Use of Benzoylacrylic-labelled Oligonucleotides to Create Hydrolytically Stable, Site-specific Protein Conjugates
Introduction
Many existing methods for conjugating oligonucleotides to biomolecules suffer from several drawbacks, including a lack of site-specificity (hence formation of heterogeneous mixtures), poor control over stoichiometry, and hydrolytic instability, which can be especially problematic in in vivo applications.
Conjugation Method
Konc et al. (References) describe a new conjugation strategy using a benzoylacrylic acid pentafluorophenyl ester reagent (BA-PFP2). This reagent labels amino-modified oligonucleotides with a benzoylacrylic (BA) tag, which can subsequently react with accessible cysteine residues or other thiols on biomolecules via Michael addition to yield a stable thioether linkage. The study is remarkable for its exceptionally detailed characterization of conjugates by mass spectrometry (see Supplementary Information).
Figure 1. BA-PFP2 linker showing points of attachment of thiol and amine ligands
The PFP ester was chosen over the more commonly used NHS ester due to its superior hydrolytic stability. The BA tag provides an alternative to the maleimide functionality commonly used in bioconjugation reagents. Surprisingly, the BA tag exhibits similar reaction kinetics to maleimide, but with enhanced stability and fewer side reactions.
Single-stranded BA-modified oligonucleotides (11-mer, 25-mer and 50-mer) and a double-stranded 19-mer were reacted with proteins or antibodies bearing a solvent-accessible cysteine residue (native or engineered) under mild conditions (pH ~8, 25–37°C, 30–60 min). The set of proteins included ubiquitin K63C, the C2A domain of synaptotagmin-I C2Am-C95, human serum albumin C34, and annexin V C315, as well as antibodies, including full IgGs (heavy and light chains) with engineered cysteines and nanobodies.
Site-specific Antibody-oligo conjugate Performance
The authors reported advantages of this conjugation technology include greater stability during the oligonucleotide-labeling step and also improved stability of the final conjugate, compared with equivalent maleimide-based reagents. For example, maleimido-propionic acid NHS ester was converted not only to the desired product but also to maleamic acid (the hydrolysis product of maleimide) which prevents any reaction with proteins. Although the conditions used (pH 8) were primarily optimized for BA rather than for maleimide, the data clearly indicate that the BA functionality is more stable. The maleimide-oligonucleotide derivative underwent complete hydrolysis to maleamic acid after 24 h at 37°C, as demonstrated by LC-MS analysis (mass increase of +18 Da, consistent with water addition) rather than cleavage or linker loss. In contrast, the profile for the BA-labeled oligonucleotide remained unchanged under the same incubation conditions.

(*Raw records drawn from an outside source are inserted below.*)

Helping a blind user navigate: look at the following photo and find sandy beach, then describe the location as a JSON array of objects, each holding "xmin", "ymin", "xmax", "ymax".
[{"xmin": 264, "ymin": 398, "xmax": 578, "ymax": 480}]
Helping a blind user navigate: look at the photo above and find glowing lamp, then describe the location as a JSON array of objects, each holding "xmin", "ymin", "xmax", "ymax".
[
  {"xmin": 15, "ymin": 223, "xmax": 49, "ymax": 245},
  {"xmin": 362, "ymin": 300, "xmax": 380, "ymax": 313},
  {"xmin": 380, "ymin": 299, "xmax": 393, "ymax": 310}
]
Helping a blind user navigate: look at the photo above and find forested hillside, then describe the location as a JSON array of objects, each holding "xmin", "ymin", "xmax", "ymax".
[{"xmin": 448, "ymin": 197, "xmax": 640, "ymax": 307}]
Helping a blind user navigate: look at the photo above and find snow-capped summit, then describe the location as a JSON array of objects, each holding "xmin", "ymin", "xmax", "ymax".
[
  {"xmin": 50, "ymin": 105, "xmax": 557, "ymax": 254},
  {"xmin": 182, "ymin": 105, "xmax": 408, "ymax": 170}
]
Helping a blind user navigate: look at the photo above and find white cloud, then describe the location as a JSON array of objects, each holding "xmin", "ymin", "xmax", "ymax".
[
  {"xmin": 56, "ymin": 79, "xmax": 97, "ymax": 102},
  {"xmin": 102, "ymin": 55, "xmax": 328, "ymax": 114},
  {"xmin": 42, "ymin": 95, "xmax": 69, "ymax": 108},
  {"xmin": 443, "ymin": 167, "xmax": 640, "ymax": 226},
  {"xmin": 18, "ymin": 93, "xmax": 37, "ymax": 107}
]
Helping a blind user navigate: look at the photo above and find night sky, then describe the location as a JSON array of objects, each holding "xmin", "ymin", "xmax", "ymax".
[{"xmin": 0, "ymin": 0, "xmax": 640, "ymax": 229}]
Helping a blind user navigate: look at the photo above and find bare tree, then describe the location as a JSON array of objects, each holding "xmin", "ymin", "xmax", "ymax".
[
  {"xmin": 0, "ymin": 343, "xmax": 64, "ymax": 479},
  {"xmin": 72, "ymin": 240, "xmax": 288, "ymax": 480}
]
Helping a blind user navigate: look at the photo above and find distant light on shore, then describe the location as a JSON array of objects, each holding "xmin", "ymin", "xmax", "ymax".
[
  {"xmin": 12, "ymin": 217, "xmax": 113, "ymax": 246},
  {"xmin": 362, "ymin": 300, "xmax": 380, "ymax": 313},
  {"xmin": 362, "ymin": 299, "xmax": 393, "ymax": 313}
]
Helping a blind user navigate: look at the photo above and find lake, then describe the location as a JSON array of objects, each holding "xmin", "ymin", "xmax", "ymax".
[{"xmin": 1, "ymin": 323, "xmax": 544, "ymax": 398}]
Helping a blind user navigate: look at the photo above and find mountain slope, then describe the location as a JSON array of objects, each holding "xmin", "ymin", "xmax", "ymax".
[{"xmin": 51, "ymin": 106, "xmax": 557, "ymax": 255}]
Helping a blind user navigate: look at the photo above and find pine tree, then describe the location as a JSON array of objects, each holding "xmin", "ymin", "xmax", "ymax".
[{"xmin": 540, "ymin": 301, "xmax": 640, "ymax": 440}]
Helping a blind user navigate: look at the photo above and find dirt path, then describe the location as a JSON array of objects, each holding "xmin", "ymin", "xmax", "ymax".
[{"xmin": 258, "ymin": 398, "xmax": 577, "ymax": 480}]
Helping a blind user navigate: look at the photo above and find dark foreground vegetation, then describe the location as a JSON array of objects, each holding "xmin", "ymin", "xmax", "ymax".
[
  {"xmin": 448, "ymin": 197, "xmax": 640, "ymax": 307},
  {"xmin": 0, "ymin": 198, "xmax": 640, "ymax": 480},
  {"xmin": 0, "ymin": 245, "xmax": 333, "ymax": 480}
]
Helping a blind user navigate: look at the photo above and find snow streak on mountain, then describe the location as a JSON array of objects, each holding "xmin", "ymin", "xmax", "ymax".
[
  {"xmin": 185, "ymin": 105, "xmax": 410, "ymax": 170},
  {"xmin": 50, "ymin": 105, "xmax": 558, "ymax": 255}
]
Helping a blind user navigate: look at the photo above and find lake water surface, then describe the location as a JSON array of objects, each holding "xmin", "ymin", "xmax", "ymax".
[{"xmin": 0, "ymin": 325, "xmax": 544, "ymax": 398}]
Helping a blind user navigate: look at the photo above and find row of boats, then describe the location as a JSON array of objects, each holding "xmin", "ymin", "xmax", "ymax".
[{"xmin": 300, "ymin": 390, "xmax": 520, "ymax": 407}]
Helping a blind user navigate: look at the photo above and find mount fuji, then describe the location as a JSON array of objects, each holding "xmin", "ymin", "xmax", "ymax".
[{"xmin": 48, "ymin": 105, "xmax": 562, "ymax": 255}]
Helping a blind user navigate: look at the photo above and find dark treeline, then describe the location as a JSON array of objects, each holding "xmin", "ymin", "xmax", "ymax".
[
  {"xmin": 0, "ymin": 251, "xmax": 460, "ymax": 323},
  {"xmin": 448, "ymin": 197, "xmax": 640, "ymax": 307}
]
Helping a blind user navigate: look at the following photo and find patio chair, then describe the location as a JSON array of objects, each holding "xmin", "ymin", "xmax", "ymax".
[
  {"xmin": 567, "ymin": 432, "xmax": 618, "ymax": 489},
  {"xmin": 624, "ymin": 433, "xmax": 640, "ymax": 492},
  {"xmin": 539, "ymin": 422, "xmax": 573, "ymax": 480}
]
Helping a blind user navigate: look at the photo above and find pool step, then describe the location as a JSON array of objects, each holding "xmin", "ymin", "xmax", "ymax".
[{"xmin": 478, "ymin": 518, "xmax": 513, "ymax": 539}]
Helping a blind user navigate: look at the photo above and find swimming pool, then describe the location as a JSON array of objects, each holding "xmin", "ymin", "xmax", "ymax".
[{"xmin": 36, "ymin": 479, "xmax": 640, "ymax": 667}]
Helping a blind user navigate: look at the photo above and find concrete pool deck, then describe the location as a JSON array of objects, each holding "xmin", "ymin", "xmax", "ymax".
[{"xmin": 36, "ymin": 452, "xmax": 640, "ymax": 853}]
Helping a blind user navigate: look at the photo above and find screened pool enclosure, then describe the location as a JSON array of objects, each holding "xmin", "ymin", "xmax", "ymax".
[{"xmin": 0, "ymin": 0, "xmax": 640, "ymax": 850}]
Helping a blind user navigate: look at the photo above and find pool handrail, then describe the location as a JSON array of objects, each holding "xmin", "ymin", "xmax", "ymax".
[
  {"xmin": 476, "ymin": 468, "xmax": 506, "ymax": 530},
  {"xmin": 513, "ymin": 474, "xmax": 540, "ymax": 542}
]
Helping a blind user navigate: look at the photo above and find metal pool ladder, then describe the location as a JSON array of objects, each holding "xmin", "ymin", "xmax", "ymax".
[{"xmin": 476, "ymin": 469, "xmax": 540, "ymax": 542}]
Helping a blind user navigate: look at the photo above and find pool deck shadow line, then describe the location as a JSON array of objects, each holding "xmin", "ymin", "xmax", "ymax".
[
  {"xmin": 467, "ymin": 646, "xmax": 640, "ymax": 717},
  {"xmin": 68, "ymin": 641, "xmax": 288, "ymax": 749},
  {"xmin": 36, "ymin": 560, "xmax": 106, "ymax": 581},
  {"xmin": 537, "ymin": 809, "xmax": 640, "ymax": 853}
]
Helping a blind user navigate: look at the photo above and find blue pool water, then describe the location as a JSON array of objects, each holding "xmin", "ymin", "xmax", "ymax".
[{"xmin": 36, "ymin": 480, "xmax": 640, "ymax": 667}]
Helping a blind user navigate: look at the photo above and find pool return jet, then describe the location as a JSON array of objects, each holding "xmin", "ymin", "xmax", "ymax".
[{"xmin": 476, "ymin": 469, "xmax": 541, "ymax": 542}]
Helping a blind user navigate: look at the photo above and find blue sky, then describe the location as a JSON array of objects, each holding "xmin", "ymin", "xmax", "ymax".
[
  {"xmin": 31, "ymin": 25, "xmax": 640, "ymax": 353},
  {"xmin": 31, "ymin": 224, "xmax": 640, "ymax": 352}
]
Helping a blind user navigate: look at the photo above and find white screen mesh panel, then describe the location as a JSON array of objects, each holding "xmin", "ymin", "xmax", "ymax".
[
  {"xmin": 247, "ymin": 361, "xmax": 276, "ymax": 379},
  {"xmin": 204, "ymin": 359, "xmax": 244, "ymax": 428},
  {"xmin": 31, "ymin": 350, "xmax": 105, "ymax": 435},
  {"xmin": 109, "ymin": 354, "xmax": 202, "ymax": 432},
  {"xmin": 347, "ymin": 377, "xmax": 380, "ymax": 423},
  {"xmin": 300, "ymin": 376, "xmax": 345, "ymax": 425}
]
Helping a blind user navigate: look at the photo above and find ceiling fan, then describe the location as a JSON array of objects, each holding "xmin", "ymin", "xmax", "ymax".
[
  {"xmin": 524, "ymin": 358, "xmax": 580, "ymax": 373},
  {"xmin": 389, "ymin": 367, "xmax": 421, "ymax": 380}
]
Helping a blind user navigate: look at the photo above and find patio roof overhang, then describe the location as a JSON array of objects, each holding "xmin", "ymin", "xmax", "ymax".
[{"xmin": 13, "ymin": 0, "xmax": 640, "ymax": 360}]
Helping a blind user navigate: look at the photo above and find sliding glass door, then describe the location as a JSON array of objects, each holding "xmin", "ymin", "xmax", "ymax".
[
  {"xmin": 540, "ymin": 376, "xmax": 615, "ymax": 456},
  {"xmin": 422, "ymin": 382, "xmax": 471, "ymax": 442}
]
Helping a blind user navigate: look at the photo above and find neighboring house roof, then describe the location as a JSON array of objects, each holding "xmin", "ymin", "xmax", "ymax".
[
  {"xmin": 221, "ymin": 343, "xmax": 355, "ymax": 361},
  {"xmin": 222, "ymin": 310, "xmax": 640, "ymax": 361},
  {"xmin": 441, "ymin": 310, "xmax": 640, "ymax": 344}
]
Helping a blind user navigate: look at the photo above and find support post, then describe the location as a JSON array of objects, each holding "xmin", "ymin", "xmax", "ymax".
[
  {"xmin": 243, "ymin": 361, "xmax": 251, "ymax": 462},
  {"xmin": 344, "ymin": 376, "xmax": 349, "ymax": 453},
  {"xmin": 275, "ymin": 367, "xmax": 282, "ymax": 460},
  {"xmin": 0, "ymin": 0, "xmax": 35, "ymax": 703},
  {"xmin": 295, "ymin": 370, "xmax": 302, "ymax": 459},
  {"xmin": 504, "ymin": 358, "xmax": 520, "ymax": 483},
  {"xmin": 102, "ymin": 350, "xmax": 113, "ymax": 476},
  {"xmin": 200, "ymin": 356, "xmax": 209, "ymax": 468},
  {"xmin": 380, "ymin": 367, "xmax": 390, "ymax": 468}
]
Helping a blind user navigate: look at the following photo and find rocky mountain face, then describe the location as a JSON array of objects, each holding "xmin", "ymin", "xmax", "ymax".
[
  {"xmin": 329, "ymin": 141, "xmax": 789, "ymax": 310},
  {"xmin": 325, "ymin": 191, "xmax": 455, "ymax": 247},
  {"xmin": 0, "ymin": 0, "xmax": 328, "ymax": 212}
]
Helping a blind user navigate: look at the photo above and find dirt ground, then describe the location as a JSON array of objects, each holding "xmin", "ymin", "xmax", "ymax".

Stability tests of the DNA-protein/antibody conjugates in human plasma (10% plasma in PBS, pH 7.4, at 37°C) showed that the BA-oligonucleotide-conjugated nanobody (2Rb17c-C138-ss11-mer) remained intact for over 72 h, as confirmed by LC-MS. This result indicates that the BA linkage, and the conjugate itself, is stable in biologically relevant fluids and not subject to retro-Michael addition or thiol-exchange reactions (e.g., with glutathione).
Engineered cysteine residues in therapeutic antibodies were exploited with BA chemistry to achieve site-specific conjugation, as demonstrated with anti-EGFR2 antibody Thiomab LC-V205C and anti-CD33 antibody Gemtuzumab and its variants. Notably, in antibodies lacking additional cysteines, no undesired modification with BA analogues was observed. BA conjugates were also successfully employed in fluorescence and super-resolution microscopy (DNA-PAINT).
Summary
Overall, the benzoylacrylic-based conjugation chemistry overcomes many limitations of traditional maleimide/NHS crosslinkers, particularly regarding hydrolytic stability, a critical factor in some in vivo applications. Unfortunately, unlike with maleimide-based linkers, the BA-PFP2 reagent is not commercially available, though details of the synthesis are given.